TD Williamson (TDW) has produced what it says is the market’s first 10-inch electromagnetic acoustic transducer (EMAT) after a natural gas operator discovered there was not one available.
The two companies worked together in the development of the tool which achieved success when it was run on the operator’s pipeline.
The operator raised the issue with TD Williamson after it determined stress-corrosion cracking (SCC) was a serious threat to its 10-inch pipeline, but still needed to detect, size, and repair the SCC without hydrostatic testing or ultrasonic crack detection (UTCD).
EMAT was deemed appropriate because it produces guided waves through the entire thickness of the pipe wall and does not require a liquid couplant, so avoiding post-inspection drying, which is required by both hydrostatic testing and UTCD inline inspection.

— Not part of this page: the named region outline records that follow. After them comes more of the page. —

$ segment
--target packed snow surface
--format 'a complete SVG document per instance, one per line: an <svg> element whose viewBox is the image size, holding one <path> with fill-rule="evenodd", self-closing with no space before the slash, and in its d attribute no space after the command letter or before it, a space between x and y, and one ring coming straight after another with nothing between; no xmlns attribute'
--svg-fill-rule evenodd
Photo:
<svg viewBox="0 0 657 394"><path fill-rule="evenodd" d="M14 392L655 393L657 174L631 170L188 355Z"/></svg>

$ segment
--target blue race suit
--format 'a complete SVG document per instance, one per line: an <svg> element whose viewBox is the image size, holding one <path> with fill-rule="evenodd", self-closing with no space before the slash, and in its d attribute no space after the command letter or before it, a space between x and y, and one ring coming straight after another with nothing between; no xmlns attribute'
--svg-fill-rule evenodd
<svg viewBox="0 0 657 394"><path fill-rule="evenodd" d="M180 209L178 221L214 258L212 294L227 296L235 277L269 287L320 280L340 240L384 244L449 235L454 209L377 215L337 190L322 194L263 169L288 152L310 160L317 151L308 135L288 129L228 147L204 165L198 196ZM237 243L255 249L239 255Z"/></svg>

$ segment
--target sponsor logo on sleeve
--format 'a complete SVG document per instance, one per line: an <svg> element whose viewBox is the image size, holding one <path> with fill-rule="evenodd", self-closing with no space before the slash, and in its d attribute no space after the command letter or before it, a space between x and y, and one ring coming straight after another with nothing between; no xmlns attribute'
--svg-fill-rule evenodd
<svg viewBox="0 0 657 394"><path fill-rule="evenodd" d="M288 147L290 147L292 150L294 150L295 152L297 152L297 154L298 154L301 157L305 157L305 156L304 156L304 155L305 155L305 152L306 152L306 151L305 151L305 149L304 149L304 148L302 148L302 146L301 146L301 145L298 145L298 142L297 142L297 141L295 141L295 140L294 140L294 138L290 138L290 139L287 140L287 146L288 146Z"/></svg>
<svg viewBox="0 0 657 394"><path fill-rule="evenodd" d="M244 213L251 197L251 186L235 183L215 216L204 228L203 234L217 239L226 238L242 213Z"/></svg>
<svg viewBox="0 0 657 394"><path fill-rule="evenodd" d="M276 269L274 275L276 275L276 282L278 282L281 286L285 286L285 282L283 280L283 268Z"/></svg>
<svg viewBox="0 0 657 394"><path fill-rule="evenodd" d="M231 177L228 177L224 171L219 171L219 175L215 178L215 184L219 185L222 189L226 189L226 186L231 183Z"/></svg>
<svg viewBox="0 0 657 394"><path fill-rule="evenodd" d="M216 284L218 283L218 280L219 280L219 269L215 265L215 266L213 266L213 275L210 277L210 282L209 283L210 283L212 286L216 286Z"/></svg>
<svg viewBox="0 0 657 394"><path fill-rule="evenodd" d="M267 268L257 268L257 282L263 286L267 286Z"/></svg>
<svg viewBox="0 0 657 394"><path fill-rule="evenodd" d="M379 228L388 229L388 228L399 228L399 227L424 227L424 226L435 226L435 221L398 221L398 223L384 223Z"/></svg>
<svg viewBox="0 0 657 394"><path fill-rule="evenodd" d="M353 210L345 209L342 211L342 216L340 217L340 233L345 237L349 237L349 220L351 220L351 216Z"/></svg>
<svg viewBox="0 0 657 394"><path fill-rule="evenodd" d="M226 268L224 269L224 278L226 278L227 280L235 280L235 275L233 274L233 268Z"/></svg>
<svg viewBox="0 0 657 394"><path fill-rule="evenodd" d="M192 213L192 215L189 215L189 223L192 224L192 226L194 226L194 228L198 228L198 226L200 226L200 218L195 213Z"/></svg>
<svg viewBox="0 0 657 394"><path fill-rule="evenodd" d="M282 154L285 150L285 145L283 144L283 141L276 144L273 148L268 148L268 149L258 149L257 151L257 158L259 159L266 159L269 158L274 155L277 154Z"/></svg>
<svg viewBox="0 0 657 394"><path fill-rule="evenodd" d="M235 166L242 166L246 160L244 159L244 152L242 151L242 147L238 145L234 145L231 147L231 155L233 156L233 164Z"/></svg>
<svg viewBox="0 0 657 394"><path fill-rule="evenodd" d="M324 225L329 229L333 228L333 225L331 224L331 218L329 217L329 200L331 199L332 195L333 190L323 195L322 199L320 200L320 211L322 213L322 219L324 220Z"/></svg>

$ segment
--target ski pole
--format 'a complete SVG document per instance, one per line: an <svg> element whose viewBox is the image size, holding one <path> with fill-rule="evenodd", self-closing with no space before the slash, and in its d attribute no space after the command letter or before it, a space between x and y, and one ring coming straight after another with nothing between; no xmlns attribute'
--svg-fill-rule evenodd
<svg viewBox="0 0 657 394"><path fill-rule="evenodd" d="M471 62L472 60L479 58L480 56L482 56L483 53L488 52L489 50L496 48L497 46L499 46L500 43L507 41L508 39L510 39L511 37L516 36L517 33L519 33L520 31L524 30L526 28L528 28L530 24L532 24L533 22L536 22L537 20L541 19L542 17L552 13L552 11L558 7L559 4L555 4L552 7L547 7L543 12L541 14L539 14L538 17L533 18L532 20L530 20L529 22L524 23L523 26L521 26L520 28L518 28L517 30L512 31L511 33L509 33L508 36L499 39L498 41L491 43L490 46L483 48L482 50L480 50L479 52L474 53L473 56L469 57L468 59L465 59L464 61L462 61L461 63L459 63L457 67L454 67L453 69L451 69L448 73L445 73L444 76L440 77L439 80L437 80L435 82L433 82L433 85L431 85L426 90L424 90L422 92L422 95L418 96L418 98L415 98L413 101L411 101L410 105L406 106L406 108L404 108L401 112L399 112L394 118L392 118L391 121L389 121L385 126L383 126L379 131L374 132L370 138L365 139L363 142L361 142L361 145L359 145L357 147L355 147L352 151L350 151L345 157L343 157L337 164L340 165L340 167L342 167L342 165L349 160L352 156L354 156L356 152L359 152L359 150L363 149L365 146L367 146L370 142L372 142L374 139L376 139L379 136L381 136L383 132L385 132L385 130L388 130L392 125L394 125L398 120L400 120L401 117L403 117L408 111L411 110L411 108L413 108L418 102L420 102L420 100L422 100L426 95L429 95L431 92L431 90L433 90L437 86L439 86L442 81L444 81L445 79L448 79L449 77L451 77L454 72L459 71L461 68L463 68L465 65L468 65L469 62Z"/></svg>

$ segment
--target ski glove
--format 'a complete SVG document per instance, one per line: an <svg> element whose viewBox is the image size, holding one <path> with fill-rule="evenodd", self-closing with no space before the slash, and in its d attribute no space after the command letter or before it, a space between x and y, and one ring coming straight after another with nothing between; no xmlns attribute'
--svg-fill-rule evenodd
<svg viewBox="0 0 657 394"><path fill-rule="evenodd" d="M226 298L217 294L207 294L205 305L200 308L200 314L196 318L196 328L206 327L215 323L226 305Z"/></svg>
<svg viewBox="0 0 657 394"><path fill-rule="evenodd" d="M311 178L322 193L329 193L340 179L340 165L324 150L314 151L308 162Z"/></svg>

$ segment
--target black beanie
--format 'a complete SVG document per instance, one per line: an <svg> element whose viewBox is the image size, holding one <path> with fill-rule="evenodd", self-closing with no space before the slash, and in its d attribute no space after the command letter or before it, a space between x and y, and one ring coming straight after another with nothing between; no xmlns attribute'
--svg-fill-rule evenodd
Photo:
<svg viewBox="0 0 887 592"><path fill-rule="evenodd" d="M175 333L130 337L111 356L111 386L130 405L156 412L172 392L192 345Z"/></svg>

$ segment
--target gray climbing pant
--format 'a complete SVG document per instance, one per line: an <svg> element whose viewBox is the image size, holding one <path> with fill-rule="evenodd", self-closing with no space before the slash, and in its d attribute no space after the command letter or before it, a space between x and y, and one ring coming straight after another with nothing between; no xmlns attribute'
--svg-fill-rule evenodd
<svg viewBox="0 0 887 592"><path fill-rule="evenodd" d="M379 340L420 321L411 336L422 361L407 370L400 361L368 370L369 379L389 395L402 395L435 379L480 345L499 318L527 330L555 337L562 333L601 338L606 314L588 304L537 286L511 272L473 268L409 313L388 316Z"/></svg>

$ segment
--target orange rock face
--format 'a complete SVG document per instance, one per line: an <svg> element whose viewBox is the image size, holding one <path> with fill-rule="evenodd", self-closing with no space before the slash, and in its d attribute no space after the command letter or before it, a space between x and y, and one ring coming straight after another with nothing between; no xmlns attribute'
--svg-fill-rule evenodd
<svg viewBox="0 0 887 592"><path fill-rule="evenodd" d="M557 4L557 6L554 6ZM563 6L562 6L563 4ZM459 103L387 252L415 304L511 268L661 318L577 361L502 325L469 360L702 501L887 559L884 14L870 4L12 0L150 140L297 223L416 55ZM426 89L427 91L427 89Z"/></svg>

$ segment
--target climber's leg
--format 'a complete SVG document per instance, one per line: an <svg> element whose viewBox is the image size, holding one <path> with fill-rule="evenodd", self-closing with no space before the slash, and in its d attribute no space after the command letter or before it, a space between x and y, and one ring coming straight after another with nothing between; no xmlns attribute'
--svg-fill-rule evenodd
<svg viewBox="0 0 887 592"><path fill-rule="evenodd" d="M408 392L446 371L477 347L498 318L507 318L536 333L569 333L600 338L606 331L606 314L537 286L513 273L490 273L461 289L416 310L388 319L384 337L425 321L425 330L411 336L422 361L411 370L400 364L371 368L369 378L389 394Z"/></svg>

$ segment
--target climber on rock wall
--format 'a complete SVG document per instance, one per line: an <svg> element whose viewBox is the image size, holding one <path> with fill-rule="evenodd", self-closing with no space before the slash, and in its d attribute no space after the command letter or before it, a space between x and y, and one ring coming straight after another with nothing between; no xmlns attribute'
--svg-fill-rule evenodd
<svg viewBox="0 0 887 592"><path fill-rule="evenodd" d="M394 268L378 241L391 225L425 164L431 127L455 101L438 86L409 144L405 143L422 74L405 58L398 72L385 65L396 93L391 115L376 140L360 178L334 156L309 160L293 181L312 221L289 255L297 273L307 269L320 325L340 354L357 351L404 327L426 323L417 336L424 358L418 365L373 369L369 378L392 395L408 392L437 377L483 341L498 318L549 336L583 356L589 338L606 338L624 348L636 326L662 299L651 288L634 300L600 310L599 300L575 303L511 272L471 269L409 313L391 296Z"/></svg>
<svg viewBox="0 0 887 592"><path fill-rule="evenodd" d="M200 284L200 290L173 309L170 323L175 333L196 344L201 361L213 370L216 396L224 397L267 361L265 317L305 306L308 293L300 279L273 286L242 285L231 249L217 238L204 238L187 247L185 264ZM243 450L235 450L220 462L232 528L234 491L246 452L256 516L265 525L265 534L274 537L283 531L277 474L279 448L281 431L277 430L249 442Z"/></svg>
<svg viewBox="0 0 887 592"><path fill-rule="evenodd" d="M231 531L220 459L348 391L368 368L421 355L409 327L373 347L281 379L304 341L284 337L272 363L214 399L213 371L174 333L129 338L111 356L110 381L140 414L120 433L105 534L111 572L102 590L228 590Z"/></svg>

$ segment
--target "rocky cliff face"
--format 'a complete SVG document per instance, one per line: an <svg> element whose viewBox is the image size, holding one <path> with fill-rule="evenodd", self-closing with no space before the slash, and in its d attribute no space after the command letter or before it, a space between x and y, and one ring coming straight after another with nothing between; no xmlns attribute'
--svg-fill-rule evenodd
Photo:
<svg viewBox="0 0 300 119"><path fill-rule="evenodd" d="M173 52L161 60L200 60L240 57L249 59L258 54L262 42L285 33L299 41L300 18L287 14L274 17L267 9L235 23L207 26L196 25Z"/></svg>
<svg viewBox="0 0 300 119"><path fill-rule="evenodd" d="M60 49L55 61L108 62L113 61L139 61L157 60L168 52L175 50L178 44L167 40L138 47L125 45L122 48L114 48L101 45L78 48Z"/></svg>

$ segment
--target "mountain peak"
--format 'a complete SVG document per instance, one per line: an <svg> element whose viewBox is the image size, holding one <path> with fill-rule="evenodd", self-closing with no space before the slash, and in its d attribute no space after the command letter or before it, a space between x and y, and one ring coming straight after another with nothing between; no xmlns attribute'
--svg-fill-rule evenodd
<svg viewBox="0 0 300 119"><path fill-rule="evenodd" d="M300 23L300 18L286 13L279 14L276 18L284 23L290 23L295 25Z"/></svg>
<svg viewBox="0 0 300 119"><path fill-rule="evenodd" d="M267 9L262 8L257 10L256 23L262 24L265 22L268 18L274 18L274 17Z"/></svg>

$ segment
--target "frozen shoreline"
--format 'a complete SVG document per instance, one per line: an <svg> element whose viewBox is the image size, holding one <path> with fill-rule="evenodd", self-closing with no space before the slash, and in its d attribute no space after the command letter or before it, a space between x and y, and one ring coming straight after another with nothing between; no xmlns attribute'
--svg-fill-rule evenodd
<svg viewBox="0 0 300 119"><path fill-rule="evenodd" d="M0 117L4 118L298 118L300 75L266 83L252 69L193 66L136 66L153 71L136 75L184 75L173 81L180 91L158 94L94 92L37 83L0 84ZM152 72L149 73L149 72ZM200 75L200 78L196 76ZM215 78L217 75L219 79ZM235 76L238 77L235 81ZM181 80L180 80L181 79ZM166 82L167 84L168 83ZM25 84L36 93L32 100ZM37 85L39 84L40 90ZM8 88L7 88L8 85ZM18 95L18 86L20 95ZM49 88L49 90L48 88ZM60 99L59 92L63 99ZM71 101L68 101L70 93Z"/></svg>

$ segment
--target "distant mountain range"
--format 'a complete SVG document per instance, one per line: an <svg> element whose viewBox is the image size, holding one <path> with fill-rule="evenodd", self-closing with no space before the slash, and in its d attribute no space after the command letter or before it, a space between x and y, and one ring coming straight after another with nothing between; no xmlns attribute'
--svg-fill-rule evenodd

TDW adapted its SpirALL EMAT tool – which is available for use with larger-diameter pipelines – to fit the smaller pipeline.
TDW’s Product Manager Sean Moran said “TDW was challenged with producing a new tool that would benefit the entire industry.
“That included miniaturising the electronics, improving data quality, and advancing the functionality from existing EMAT tools.
“We verified the ruggedness of the design, feature detection and sizing capabilities, and pipe navigation abilities of the 10-inch EMAT tool through numerous high- and low-speed pull tests, flow loop tests, sensor wear tests, and temperature and pressure tests.”
The tool ran successfully on the operator’s line in April after several at TDW’s Salt Lake City facility. It took approximately 12 hours to traverse the 54 km pipeline
“With this new technology, operators who had limited choices for 10-inch diameter crack-inspection tools now have a new, validated option in this small diameter,” Mr Moran said.